# Virtual Try-On with CatVTON and OpenVINO

### Abstract
Virtual try-on methods based on diffusion models achieve realistic try-on effects but replicate the backbone network as a ReferenceNet or leverage additional image encoders to process condition inputs, resulting in high training and inference costs. [In this work](http://arxiv.org/abs/2407.15886), authors rethink the necessity of ReferenceNet and image encoders and innovate the interaction between garment and person, proposing CatVTON, a simple and efficient virtual try-on diffusion model.
It facilitates the seamless transfer of in-shop or worn garments of arbitrary categories to target persons by simply
concatenating them in spatial dimensions as inputs. The efficiency of the model is demonstrated in three aspects: 
 1. Lightweight network. Only the original diffusion modules are used, without additional network modules. The text encoder and cross attentions for text injection in the backbone are removed, further reducing the parameters by 167.02M.
 2. Parameter-efficient training. We identified the try-on relevant modules through experiments and achieved high-quality try-on effects by training only 49.57M parameters (∼5.51% of the backbone network’s parameters). 
 3. Simplified inference. CatVTON eliminates all unnecessary conditions and preprocessing steps, including pose estimation, human parsing, and text input, requiring only garment reference, target person image, and mask for the virtual try-on process. Extensive experiments demonstrate that CatVTON achieves superior qualitative and quantitative results with fewer prerequisites and trainable parameters than baseline methods. Furthermore, CatVTON shows good generalization in in-the-wild scenarios despite using open-source datasets with only 73K samples.

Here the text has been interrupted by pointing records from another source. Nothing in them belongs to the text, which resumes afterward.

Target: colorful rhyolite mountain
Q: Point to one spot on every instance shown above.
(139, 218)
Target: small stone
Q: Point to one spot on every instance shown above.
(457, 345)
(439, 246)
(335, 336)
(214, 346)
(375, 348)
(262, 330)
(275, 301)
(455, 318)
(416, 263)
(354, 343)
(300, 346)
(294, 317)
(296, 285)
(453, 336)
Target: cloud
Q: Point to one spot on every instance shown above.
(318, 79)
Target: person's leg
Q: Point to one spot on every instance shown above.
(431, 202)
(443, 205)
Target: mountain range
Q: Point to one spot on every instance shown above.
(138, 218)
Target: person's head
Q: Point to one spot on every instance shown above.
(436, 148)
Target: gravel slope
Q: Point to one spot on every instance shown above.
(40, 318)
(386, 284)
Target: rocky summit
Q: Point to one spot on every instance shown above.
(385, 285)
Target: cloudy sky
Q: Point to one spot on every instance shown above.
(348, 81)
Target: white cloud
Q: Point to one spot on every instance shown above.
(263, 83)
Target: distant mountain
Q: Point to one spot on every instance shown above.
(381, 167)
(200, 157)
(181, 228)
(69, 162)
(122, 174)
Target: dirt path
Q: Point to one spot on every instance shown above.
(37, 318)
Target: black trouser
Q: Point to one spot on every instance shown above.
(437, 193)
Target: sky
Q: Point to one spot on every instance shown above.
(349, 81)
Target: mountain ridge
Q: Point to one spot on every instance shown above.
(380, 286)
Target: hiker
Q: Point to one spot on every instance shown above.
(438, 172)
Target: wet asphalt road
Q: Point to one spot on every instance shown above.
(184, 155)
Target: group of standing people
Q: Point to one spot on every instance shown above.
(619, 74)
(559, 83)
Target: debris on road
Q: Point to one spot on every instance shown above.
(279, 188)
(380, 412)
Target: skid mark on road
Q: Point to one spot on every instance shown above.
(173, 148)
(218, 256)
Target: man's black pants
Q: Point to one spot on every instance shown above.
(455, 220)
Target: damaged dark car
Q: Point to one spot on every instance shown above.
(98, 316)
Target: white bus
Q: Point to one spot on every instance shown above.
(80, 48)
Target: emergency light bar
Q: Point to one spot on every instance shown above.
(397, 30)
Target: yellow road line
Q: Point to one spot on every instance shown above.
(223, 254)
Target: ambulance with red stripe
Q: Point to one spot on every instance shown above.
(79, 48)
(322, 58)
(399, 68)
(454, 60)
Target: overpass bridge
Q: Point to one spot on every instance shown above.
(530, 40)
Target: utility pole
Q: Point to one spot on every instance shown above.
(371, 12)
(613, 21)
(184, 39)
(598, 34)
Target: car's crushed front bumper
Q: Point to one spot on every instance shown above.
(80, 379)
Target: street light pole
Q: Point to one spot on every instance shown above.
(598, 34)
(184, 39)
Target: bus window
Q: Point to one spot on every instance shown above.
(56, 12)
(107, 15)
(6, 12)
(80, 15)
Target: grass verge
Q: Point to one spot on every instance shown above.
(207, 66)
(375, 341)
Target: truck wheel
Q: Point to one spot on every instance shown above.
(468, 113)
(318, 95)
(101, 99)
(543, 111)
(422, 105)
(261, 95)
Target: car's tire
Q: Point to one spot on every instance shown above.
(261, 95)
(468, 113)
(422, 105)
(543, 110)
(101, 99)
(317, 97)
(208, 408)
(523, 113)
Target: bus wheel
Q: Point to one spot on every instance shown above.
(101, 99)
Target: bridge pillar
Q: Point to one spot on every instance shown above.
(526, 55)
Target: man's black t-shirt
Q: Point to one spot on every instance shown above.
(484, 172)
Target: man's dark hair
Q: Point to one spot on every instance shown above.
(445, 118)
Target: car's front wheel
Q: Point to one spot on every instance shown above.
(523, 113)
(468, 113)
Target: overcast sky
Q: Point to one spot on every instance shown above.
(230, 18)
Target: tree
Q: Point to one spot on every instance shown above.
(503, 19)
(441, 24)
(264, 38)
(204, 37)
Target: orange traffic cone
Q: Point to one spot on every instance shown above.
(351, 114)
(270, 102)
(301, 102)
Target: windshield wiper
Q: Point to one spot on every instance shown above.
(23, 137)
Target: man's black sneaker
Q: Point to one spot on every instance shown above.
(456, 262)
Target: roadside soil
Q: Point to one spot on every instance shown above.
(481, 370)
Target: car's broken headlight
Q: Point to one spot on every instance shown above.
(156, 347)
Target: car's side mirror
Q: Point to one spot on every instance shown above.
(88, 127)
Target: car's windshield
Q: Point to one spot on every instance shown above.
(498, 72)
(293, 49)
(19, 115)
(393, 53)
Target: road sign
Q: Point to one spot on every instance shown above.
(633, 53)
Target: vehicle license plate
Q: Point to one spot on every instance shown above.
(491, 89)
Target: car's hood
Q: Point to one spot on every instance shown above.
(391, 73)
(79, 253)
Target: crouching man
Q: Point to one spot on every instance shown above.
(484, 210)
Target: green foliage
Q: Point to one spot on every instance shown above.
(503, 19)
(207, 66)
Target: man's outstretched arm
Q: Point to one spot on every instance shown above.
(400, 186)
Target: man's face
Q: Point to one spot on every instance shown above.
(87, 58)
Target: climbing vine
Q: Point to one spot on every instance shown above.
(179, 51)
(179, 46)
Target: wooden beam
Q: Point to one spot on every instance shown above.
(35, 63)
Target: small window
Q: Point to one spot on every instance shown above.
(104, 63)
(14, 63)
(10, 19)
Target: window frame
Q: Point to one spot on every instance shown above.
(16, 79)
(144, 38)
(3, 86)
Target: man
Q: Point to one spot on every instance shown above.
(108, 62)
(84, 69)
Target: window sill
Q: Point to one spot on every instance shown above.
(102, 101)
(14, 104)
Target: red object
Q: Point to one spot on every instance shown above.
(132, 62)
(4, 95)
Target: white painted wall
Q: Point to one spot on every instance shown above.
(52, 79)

Teaser image from [CatVTON GitHub](https://github.com/Zheng-Chong/CatVTON)
![teaser](https://github.com/Zheng-Chong/CatVTON/blob/edited/resource/img/teaser.jpg?raw=true)

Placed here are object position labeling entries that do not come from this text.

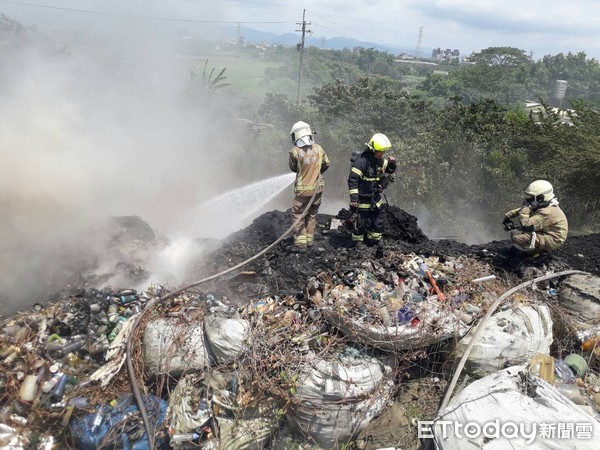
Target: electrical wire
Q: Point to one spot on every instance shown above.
(130, 370)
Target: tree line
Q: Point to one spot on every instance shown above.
(466, 146)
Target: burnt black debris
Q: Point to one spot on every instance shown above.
(280, 272)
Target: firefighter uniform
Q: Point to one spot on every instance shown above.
(308, 162)
(544, 229)
(369, 176)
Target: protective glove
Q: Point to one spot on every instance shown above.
(509, 226)
(533, 205)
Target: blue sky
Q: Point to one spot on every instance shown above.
(540, 27)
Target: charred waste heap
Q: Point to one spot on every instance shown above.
(333, 348)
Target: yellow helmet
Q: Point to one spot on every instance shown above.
(540, 190)
(299, 130)
(379, 143)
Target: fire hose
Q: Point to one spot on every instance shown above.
(490, 311)
(134, 385)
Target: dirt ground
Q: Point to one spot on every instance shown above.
(281, 273)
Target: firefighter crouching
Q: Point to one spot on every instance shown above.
(542, 226)
(370, 174)
(308, 160)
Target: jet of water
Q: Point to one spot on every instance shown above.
(227, 213)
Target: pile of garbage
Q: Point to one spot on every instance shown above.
(305, 351)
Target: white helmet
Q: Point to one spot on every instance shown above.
(379, 143)
(540, 190)
(299, 130)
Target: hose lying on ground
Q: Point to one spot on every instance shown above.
(134, 385)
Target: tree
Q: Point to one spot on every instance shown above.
(501, 56)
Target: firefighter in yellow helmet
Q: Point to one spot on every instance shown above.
(370, 174)
(308, 160)
(541, 226)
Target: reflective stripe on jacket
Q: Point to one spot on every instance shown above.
(364, 181)
(549, 223)
(308, 162)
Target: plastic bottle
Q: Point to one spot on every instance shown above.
(28, 388)
(117, 329)
(184, 437)
(97, 421)
(49, 385)
(59, 389)
(563, 371)
(577, 364)
(542, 366)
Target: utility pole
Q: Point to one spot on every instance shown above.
(300, 48)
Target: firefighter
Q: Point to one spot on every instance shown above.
(542, 226)
(370, 174)
(308, 160)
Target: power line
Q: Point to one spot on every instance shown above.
(372, 44)
(237, 5)
(131, 16)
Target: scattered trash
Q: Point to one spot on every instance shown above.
(510, 337)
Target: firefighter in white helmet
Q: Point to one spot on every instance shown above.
(308, 160)
(370, 174)
(541, 226)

In this tutorial we consider how to convert, optimize and run this model using OpenVINO.


#### Table of contents:

- [Prerequisites](#Prerequisites)
- [Convert the model to OpenVINO IR](#Convert-the-model-to-OpenVINO-IR)
- [Compiling models](#Compiling-models)
- [Interactive demo](#Interactive-demo)


### Installation Instructions

This is a self-contained example that relies solely on its own code.

We recommend  running the notebook in a virtual environment. You only need a Jupyter server to start.
For details, please refer to [Installation Guide](https://github.com/openvinotoolkit/openvino_notebooks/blob/latest/README.md#-installation-guide).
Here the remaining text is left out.